You don't want people or pets tripping over EV cables and neither do you want your new EV cable damaging your car.
Smart Home Charge offers cables in a choice of 5 metres or 10 metres with free UK delivery.
How do I choose a charging cable?
Like clothes, charging cables have a cost per use that is higher or lower depending on the quality of materials it is built from.
While there are cheap charging cables out there, we recommend that you do not sacrifice build quality to save a few quid. Cheaply made EV cables are not only more likely to break quicker but they can also charge at a slower rate due to the power limit being lowered to save costs.
Well-built EV cables are also more likely to withstand the knocks and bumps of life such as being dropped from a height or the accidental running over by your vehicle.

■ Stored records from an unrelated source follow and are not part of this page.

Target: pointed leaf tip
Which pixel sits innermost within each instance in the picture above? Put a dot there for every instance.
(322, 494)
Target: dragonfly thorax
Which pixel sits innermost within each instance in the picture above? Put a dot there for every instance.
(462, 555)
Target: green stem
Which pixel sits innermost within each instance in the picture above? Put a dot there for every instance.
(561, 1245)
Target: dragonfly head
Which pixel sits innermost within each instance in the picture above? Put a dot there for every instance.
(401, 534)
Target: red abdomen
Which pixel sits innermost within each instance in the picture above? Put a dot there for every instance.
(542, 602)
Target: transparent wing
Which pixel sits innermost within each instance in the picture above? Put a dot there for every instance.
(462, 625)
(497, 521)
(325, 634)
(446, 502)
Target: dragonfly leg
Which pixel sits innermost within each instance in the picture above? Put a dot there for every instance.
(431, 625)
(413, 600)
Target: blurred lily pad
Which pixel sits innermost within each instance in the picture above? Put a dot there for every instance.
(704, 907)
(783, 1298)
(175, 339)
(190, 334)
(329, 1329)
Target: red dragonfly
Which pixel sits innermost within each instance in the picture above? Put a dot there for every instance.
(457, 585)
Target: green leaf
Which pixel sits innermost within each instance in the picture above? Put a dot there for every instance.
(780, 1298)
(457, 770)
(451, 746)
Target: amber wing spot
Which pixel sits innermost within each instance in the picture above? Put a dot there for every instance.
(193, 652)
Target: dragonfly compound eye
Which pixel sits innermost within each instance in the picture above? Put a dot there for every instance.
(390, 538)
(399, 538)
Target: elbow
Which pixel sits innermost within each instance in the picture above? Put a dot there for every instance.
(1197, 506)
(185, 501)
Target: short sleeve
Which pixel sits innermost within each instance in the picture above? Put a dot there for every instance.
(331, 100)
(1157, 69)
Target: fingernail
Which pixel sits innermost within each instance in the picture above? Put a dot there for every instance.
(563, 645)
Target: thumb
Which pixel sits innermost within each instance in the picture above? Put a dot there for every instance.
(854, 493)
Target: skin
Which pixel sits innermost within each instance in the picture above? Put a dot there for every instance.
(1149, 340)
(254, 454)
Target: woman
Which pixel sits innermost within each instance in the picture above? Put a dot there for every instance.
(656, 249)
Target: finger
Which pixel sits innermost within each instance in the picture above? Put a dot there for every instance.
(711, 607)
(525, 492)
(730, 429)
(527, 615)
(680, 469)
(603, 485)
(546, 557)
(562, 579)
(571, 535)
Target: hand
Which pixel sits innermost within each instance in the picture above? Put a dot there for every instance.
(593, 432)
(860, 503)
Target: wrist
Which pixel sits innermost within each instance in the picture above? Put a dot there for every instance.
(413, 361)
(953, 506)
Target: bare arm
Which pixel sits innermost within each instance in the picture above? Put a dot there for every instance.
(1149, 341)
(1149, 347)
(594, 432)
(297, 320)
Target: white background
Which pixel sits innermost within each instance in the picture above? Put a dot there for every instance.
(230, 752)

The best way to know if a cable is of good quality is by holding the connector part of the cable. Does it feel brittle and cheap? Does it make any creaking noises when you squeeze it? Are the ends of the cable properly secured to the charging gun? These are all questions to think about before purchasing a cable or choosing to keep the one you have brought online.
Available in different lengths, as well as coiled options for easier storage, our charging cables are well made and built in the UK.
Browse our charging cables
Can I charge my EV for free?
Some supermarkets allow you to use an EV charging station for free, which is great for upping your range while your vehicle is parked up during shopping anyway. A lot of supermarkets and are on board with the electric car movement, and will have a list on their website indicating where you can charge your electric vehicle while you shop.
Is Pod Point charging free at Tesco?
To use Tesco electric charging devices, the user must download PodPoint smartphone apps or use PodPoint web sites. 7kW charging power is provided free during your visit to the Shop. Not all PodPoints are free to use, however there are no subscription or connection fees for charging your electric car.
Are Pod Points free to use?
Charging your electric vehicle at a Pod Point charging points depends on the individual shop or company. There is Type 1 and Type 2 compatibility, as well as AC and DC charging. You can find Pod Points at Heathrow, Tesco, Center Parcs, Sainsbury's, Lidl, Gatwick, McDonalds, David Lloyd Clubs, Chester Zoo, Premier Inn and more.